Guide to Clavichord

The clavichord is a rectangular keyboard instrument that was invented in the 14th century. Back then, in the year 1502, the earliest reference of the clavichord occurs in the purse expenses of Elizabeth of York, the first queen consort of England of the Tudor dynasty. According to the researcher, a stranger delivered the queen a ‘payre of clavyvordes.’

The name clavichord was said to originate from the Latin word ‘clavis,’ which means rod or nail, and ‘chorda,’ meaning a string of a musical instrument.Aside from that, several other names were also called to the clavichord. Some of those are ‘manicorde,’ manicordion,’ and ‘manucordio, which are derived from the Latin word ‘manus,’ meaning hand. Moreover, some of its names originated and referred to the instrument’s mono-chord-nature. These names were monacordio (Spanish) and monacordo (Italian). Italians also used the word ‘sordino’ to refer to the instrument’s quite sound.

The clavichord produces sound by striking the iron or brass strings with small blades made of a metal called a tangent. This process can be done by simply pressing down the key of the instrument. With this, the end of the key inside the clavichord comes up. These tangents remain on the string until the player takes his finger off the keys. Vibrations that are produced are transmitted through the bridges to the soundboard.

The clavichord is a very quiet chordophone instrument. Thus, it was not suitable to play alongside other instruments. However, it sounds beautiful in its own expressive and slow music. The clavichord was primarily used from the Middle Age through the Renaissance, Classical, and Baroque era. Although the said instrument was quite popular back then, it was not loud enough to be played in a larger venue of performance. According to history, the clavichords were mostly used as an aid to composition or practice instrument.

From the 16th to the 18th century, the clavichord became very popular. However, the notability of this instrument mainly flourished in German-speaking lands, Iberian Peninsula, and Scandinavia. By the year 1850, the clavichord faced its decline but was later revived forty years after. It was Arnold Dolmetsch who had revived this stringed instrument. Dolmetsch, with the help of a British keyboard player named Violet Gordon-Woodhouse and several others, once again popularized the clavichord.

In the 1730s, the clavichords that existed were only about four feet long and had four octaves.

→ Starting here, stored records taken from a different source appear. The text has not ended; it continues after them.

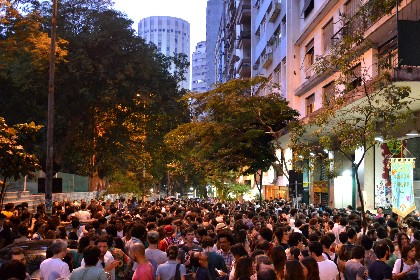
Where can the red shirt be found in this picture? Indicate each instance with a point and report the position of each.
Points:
(144, 271)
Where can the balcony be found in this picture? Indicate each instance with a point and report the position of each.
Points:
(244, 39)
(266, 60)
(244, 68)
(275, 10)
(244, 12)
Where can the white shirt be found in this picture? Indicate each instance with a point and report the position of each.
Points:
(327, 270)
(108, 258)
(51, 269)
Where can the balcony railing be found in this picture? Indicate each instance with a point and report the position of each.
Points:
(275, 10)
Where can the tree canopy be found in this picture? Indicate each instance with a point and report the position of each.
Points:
(233, 130)
(114, 93)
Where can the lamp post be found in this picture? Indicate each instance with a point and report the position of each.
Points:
(50, 126)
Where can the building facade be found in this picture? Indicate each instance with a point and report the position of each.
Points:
(287, 36)
(199, 68)
(213, 19)
(171, 36)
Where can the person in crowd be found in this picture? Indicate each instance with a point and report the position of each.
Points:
(354, 268)
(327, 269)
(378, 269)
(90, 271)
(295, 270)
(55, 267)
(18, 254)
(106, 260)
(170, 269)
(406, 267)
(311, 266)
(144, 270)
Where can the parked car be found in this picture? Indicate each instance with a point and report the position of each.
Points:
(35, 252)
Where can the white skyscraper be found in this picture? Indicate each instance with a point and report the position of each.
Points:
(170, 35)
(199, 68)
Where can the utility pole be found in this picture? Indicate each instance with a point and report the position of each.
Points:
(50, 126)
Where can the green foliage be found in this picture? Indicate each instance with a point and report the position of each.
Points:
(360, 107)
(233, 130)
(115, 97)
(15, 161)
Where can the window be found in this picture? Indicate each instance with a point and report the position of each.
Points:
(328, 93)
(308, 6)
(355, 78)
(309, 58)
(327, 34)
(310, 103)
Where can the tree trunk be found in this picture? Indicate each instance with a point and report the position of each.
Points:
(2, 193)
(362, 202)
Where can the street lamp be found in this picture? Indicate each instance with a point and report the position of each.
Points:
(50, 126)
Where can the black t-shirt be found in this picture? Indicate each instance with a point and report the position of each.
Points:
(379, 270)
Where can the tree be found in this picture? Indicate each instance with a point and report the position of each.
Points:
(233, 130)
(15, 161)
(115, 94)
(360, 106)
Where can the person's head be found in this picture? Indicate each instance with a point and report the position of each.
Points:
(295, 238)
(91, 255)
(366, 242)
(312, 267)
(408, 252)
(265, 234)
(153, 237)
(225, 240)
(263, 262)
(402, 240)
(59, 248)
(279, 259)
(381, 250)
(243, 268)
(358, 252)
(190, 234)
(137, 251)
(18, 254)
(315, 249)
(172, 252)
(266, 274)
(238, 250)
(294, 270)
(13, 270)
(102, 243)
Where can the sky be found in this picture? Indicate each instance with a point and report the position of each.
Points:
(193, 11)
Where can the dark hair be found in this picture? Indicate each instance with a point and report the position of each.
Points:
(266, 274)
(13, 269)
(238, 250)
(380, 249)
(91, 255)
(316, 248)
(243, 269)
(279, 259)
(172, 252)
(267, 234)
(295, 252)
(312, 266)
(366, 242)
(405, 250)
(294, 239)
(294, 270)
(343, 237)
(358, 252)
(326, 241)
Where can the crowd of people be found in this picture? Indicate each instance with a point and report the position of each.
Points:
(208, 240)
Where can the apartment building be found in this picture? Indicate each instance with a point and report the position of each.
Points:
(170, 35)
(199, 68)
(287, 36)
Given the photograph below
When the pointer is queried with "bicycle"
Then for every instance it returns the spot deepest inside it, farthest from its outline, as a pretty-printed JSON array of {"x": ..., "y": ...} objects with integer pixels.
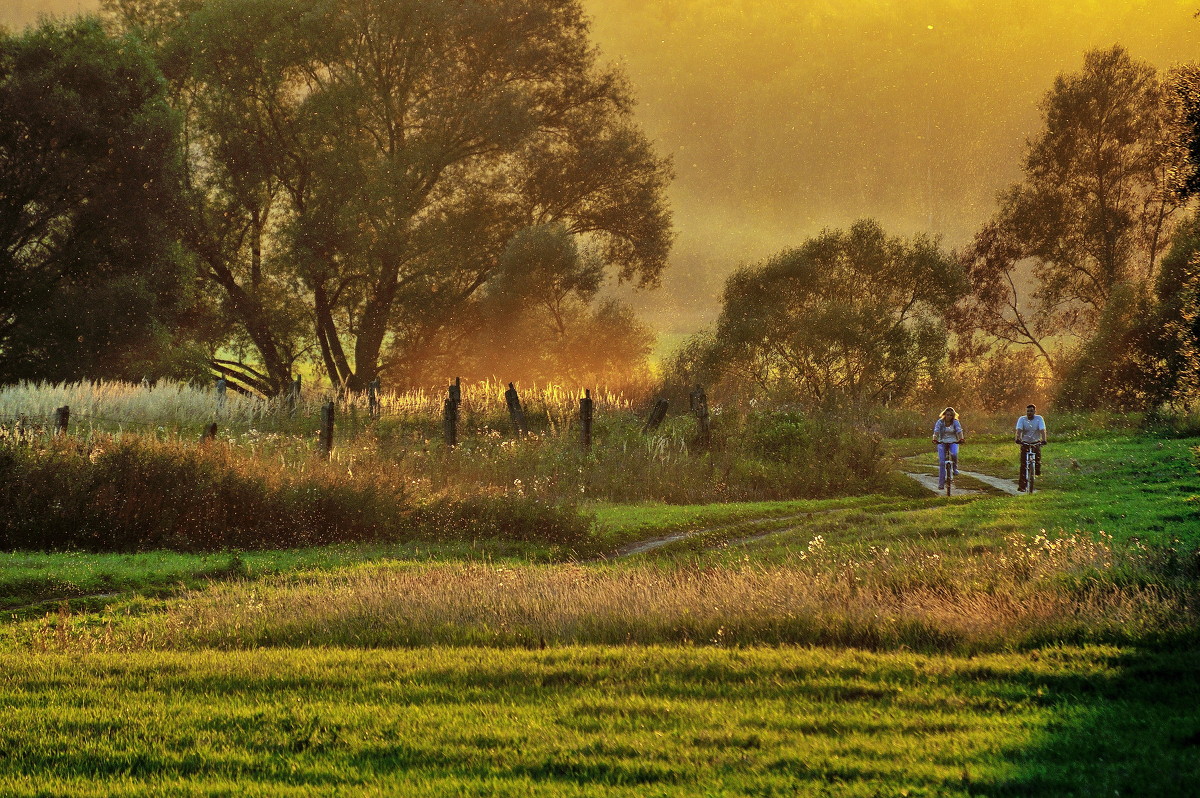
[
  {"x": 1031, "y": 463},
  {"x": 948, "y": 465}
]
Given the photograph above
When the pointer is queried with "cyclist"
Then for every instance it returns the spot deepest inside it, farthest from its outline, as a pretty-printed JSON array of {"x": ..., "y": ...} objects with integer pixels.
[
  {"x": 947, "y": 435},
  {"x": 1031, "y": 429}
]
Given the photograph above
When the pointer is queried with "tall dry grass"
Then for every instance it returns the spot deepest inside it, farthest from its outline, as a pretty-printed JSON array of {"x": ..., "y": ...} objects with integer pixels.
[{"x": 1029, "y": 592}]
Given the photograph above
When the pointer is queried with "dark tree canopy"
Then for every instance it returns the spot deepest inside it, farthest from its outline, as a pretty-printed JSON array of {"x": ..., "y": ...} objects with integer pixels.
[
  {"x": 90, "y": 285},
  {"x": 360, "y": 168},
  {"x": 847, "y": 316},
  {"x": 1104, "y": 183}
]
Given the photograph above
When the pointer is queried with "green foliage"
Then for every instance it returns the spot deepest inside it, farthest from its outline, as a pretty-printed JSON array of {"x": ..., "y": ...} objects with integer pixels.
[
  {"x": 90, "y": 283},
  {"x": 851, "y": 316},
  {"x": 364, "y": 171},
  {"x": 1103, "y": 189}
]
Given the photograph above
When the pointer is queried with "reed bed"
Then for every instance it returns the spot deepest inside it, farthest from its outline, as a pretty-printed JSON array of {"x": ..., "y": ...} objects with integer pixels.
[
  {"x": 185, "y": 406},
  {"x": 757, "y": 456}
]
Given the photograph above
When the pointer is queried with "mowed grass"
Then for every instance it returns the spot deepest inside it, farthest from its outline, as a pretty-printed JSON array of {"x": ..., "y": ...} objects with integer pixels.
[
  {"x": 600, "y": 721},
  {"x": 1056, "y": 664}
]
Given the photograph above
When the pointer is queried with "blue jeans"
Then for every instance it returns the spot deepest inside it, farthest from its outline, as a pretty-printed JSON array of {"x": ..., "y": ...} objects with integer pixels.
[{"x": 945, "y": 451}]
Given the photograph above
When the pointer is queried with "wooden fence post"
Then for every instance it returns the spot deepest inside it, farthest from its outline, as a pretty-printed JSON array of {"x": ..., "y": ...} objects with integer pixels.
[
  {"x": 657, "y": 415},
  {"x": 515, "y": 411},
  {"x": 586, "y": 414},
  {"x": 293, "y": 395},
  {"x": 700, "y": 407},
  {"x": 373, "y": 399},
  {"x": 327, "y": 430},
  {"x": 450, "y": 421}
]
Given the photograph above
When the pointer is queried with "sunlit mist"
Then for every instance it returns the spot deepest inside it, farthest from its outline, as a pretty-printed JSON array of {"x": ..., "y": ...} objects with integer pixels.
[{"x": 789, "y": 117}]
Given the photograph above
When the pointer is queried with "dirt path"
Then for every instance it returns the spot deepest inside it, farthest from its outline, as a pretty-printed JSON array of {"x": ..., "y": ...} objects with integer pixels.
[{"x": 930, "y": 481}]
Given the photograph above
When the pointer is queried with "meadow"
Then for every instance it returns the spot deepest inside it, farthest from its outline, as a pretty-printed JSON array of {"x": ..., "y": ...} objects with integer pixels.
[{"x": 883, "y": 641}]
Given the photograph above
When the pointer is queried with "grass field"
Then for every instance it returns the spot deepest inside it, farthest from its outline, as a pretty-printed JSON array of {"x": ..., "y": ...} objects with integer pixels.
[
  {"x": 897, "y": 643},
  {"x": 601, "y": 721}
]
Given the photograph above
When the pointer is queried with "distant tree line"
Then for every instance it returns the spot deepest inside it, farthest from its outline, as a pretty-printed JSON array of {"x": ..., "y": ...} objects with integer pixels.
[
  {"x": 1084, "y": 287},
  {"x": 377, "y": 187}
]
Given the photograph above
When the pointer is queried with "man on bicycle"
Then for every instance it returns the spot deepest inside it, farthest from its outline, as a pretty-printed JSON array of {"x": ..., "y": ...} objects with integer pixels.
[
  {"x": 947, "y": 435},
  {"x": 1031, "y": 431}
]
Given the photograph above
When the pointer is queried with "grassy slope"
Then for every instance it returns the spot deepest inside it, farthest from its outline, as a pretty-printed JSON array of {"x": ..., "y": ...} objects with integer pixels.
[
  {"x": 637, "y": 720},
  {"x": 600, "y": 721}
]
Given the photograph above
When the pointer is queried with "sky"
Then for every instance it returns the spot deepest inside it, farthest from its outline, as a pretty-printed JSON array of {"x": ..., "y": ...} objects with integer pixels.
[{"x": 789, "y": 117}]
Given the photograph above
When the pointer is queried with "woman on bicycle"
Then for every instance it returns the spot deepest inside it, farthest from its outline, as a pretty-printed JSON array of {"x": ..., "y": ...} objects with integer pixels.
[{"x": 947, "y": 435}]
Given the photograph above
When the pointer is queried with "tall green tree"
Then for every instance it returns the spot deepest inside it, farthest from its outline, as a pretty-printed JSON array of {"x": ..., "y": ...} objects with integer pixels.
[
  {"x": 90, "y": 285},
  {"x": 390, "y": 150},
  {"x": 847, "y": 316},
  {"x": 1104, "y": 184}
]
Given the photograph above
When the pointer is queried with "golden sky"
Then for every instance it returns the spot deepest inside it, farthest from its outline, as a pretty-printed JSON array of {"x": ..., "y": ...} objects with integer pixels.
[{"x": 785, "y": 117}]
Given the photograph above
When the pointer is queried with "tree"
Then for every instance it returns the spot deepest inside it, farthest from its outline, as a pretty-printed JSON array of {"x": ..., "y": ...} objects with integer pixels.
[
  {"x": 851, "y": 315},
  {"x": 387, "y": 151},
  {"x": 540, "y": 318},
  {"x": 90, "y": 283},
  {"x": 1103, "y": 185}
]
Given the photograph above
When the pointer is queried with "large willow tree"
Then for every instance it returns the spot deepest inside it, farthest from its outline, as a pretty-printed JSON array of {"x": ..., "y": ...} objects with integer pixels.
[{"x": 358, "y": 168}]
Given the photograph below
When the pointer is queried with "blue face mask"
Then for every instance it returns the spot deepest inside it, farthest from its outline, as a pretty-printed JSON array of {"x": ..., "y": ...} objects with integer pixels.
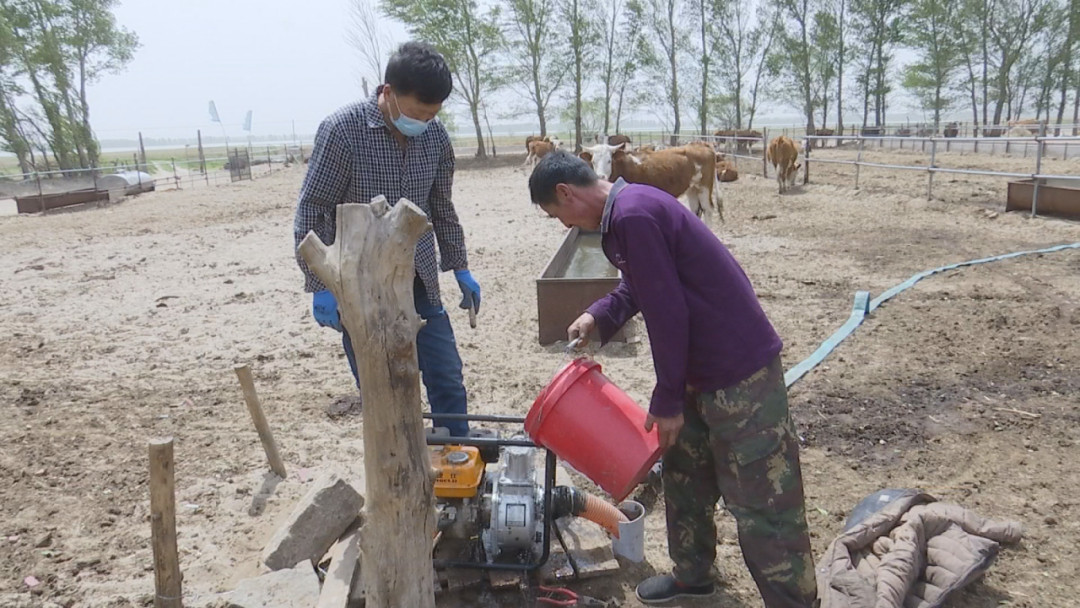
[{"x": 408, "y": 126}]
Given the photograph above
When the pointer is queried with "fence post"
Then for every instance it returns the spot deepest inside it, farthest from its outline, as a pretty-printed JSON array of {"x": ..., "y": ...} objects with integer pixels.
[
  {"x": 930, "y": 171},
  {"x": 806, "y": 170},
  {"x": 1038, "y": 169},
  {"x": 41, "y": 197},
  {"x": 765, "y": 151},
  {"x": 859, "y": 159},
  {"x": 202, "y": 157}
]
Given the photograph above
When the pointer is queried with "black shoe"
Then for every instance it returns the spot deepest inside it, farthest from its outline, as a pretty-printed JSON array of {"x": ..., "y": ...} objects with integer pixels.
[{"x": 664, "y": 588}]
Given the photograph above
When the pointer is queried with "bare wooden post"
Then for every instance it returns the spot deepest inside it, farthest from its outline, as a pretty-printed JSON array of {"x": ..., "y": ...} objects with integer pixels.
[
  {"x": 166, "y": 562},
  {"x": 369, "y": 269},
  {"x": 806, "y": 161},
  {"x": 930, "y": 172},
  {"x": 1038, "y": 169},
  {"x": 859, "y": 159},
  {"x": 41, "y": 196},
  {"x": 244, "y": 375},
  {"x": 765, "y": 151}
]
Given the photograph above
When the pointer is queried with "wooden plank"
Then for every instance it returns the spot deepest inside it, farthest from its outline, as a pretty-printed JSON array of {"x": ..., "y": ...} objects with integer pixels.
[
  {"x": 244, "y": 375},
  {"x": 369, "y": 269},
  {"x": 589, "y": 544},
  {"x": 166, "y": 562}
]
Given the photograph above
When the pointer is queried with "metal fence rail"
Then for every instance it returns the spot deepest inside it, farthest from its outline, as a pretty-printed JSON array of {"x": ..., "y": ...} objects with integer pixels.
[{"x": 1037, "y": 177}]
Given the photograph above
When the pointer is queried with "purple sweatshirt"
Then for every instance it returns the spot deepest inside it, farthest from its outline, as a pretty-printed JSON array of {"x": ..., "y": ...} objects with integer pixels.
[{"x": 705, "y": 324}]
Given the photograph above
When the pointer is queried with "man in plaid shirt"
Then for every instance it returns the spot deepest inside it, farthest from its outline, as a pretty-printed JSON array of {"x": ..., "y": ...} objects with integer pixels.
[{"x": 392, "y": 145}]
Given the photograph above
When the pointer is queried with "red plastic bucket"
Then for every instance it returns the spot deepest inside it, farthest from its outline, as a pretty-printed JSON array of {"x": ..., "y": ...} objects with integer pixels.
[{"x": 595, "y": 428}]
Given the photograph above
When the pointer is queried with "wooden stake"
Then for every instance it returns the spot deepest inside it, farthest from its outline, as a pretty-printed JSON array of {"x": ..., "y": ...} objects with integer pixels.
[
  {"x": 244, "y": 374},
  {"x": 369, "y": 269},
  {"x": 166, "y": 563}
]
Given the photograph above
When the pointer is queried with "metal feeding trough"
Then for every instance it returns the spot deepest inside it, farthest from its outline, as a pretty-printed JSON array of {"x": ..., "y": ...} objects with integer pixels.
[
  {"x": 577, "y": 275},
  {"x": 1057, "y": 197}
]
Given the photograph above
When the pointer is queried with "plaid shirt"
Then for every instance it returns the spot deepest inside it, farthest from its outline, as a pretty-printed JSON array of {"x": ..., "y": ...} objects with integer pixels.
[{"x": 355, "y": 159}]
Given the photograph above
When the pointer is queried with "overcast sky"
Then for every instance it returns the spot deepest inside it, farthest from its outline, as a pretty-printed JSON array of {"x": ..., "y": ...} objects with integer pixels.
[{"x": 283, "y": 59}]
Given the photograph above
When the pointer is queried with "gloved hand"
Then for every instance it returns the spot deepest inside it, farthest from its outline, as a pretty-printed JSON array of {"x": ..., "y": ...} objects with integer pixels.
[
  {"x": 324, "y": 309},
  {"x": 470, "y": 289}
]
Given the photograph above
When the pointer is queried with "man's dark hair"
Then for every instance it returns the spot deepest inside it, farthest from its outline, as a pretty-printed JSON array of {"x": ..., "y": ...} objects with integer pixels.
[
  {"x": 416, "y": 68},
  {"x": 558, "y": 167}
]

These versions of clavichords were so small that it could be lifted up and put into a table. They could be placed on top of each other so that an organist could use the instrument in playing music that is written for a two-manual organ. Sometimes, they also have pedals to practice. Nevertheless, the latest version of the said instrument was built about seven feet long with a six-octave range.

As the 20th-century approaches, electronic amplification made it possible for the clavichord to be played in a large room. Before the electronic amplification, the clavichord was impossible to use in a large space. Today, music enthusiasts of Baroque, Renaissance and classical music primarily played the clavichord. As well as that, the instrument also attracts interested buyers worldwide and is manufactured around the world. Interestingly, the clavichord is used in about 400 recordings that were made in the past seventy years. Several clavichord societies were also found worldwide. Some musicologists that use the clavichord are Thurston Dart and Christopher Hogwood.

Subsequently, the clavichord has gained attention in several other genres of music in the form of clavinet, an electrically amplified clavichord. One of the musicians that played the clavichord was Stevie Wonder, who uses it in his ‘Higher Ground’ and ‘Superstition’ songs. Guy Sigsworth, a British record producer, has also played the clavichord in the modern setting along with an Icelandic singer, Bjork. Additionally, Bjork, herself, had played the instrument on her song, ‘My Juvenile,’ on her 2007 Volta album.

Tori Amos, an American singer-songwriter, had also played the clavichord on her song ‘Little Amsterdam’ from her American Doll Posse album of 2007. Previously, in 2004, Amos featured her clavinet on her recording of ‘Not David Bowie,’ which was released in her A Piano: The Collection 2006 box set.